Yan Ginzburg employs a variety of artistic and conceptual methods, whether it be making a series of objects using different techniques while referencing the Moscow conceptualists or developing exhibitions as total installations based on a sophisticated yet coherent system of citations from the history of Soviet unofficial art. Aiming to penetrate the past in order to signify and reconsider his trajectories in the present, Ginzburg goes far beyond archive research or interviewing the bearers of historical experience. For several years, his projects have been inextricably (one might even say retroactively) linked to the practice of the late artist Joseph Ginzburg, whose family name Yan Ginzburg officially adopted, along with responsibility for his heritage.

Commissioned by Garage for the exhibition, The Room of Geniuses brings together a chain of associations and allusions drawn from various sources. The fact that the space itself is inhabited by geniuses is a direct reference to Joseph Ginzburg’s dream, as mentioned in his diary, of living in a spacious room with walls covered with portraits of great people. The installation’s form, which resembles a screen, paraphrases the display format used by Ilya Kabakov to exhibit albums such as Sitting-in- the-Closet Primakov, their protagonists’ lives often unfolding in closed, claustrophobic spaces.

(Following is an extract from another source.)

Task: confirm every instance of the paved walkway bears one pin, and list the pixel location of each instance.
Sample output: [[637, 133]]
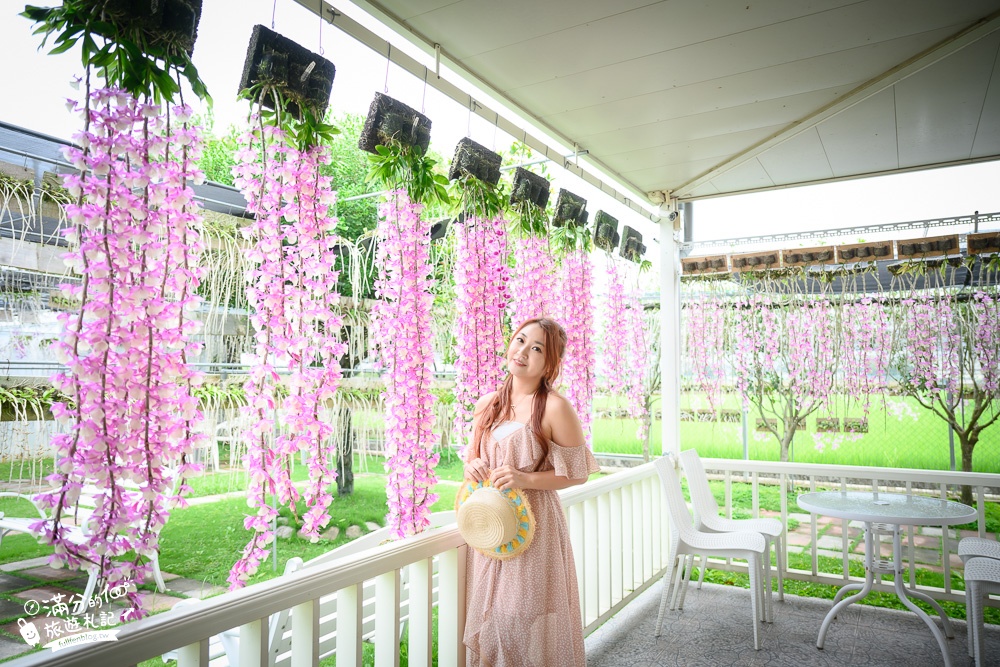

The motif of citation in The Room of Geniuses can also be examined through Vladimir Vorontsov’s book Symphony of Reason, recommended to Joseph Ginzburg by a friend in a letter. The book contains aphorisms by great thinkers and Soviet party leaders. Vorontsov allegedly compiled this publication as a gift to his boss, Mikhail Suslov, who was the de facto number two in the country after Brezhnev. It is known that Suslov was not a great reader of books, but he enjoyed reading reviews and loved to “reinforce” his public speeches, articles, and statements with smart quotes.

Yan Ginzburg concludes: “The reconstruction of [Joseph] Ginzburg’s idea using Vladimir Vorontsov’s readymade ‘intellectual screen’ launches a complex game of associations between the Soviet Union’s ideological production and the unofficial art of the 1970s. The book’s illustrations are on 16 unnumbered pages that feature 144 portraits of geniuses arranged alphabetically on a table-like grid. If we were to present these illustrations in three-dimensional form, there would be a clear similarity between Symphony of Reason and Joseph Ginzburg’s ‘room of geniuses.’ After all, it’s likely that Vorontsov’s book was the starting point for Joseph’s idea.”